Auf dem Dach der Welt, vom 14.04. – 09.05.2011

Da sitzt er. Tief gebeugt über einer dampfenden Tasse Tee. Die Mütze tief ins Gesicht gezogen, bis zur Sonnenbrille, die er auch jetzt noch, am späten Abend trägt. Ein Sonnenallergiker? Ein Sonderling? Ein chinesischer Dissident auf der Flucht?

Wir werden es nicht erfahren, denn der Mann kommt und geht wort- und grußlos und schlürft nur schnell eine Nudelsuppe im Hotelrestaurant. Vielleicht ist ihm auch einfach nur kalt. Da sind wir jetzt beim Thema.

Lange habe ich heute durchgehalten auf dem Rad, auf dem Weg zum Dach der Tour.

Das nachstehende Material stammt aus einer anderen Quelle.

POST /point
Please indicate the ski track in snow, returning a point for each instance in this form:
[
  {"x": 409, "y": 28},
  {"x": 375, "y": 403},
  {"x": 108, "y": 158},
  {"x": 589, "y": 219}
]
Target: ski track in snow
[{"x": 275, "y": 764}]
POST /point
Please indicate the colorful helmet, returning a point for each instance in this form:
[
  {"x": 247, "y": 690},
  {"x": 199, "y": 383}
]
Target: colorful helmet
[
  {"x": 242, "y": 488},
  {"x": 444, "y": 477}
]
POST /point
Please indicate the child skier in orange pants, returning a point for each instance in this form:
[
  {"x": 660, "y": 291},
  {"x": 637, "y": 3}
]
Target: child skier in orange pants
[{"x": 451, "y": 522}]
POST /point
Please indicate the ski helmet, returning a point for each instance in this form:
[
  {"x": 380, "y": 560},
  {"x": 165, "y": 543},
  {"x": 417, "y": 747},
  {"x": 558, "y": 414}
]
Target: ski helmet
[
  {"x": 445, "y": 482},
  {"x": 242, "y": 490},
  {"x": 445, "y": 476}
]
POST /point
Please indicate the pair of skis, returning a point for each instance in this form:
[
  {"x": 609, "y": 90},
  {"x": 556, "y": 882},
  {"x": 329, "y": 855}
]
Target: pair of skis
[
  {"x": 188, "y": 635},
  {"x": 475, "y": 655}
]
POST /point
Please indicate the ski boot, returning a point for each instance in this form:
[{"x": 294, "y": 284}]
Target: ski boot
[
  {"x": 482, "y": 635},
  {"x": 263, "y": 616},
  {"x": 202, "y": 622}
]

Der Gyatso La (5.250 m) rief, und er rief nicht nur, sondern blies uns mit eiskaltem Atem entgegen. „Wind Chill Factor“ sagt man auf Englisch, der „Windkältefaktor“, das ist die negativ gefühlte Temperatur, wenn kalter Wind weht. Also in unserem Fall -5 Grad Außentemperatur minus ca. 20 Grad Wind Chill, macht gefühlte minus 25 Grad. Sabine, die sonst eigentlich immer alles fährt, schmeißt zusammen mit dem immer noch angeschlagenen Heinz recht früh das Handtuch, ich fühle mich eigentlich gut und quäle mich den immer steiler werdenden Pass auch bei den ersten Schneeflocken bis auf 4.900 m Höhe. Lade dann, weil das Begleitfahrzeug noch Einiges hinter mir ist, auf einen tibetischen Trekker um. Als der allerdings die Getreidesäcke eines ganzen Dorfes aufnimmt, warte ich auf das Begleitfahrzeug und gebe ebenfalls auf. Nicht aus Erschöpfung, es ist einfach zu kalt. Der Rhythmus „Treten, Einfrieren, Zurückrollen“ ist auf Dauer auszehrend. „Aber bergab fahre ich wieder!“, sage ich noch und verwerfe den Plan direkt auf dem Pass, als uns ein mit Eiszapfen gefüllt zu scheinender Wind entgegen bläst. Schade, denn da geht es wunderbar asphaltiert bergab, bis nach Baipa, dass auf 4.300 Metern Höhe liegt.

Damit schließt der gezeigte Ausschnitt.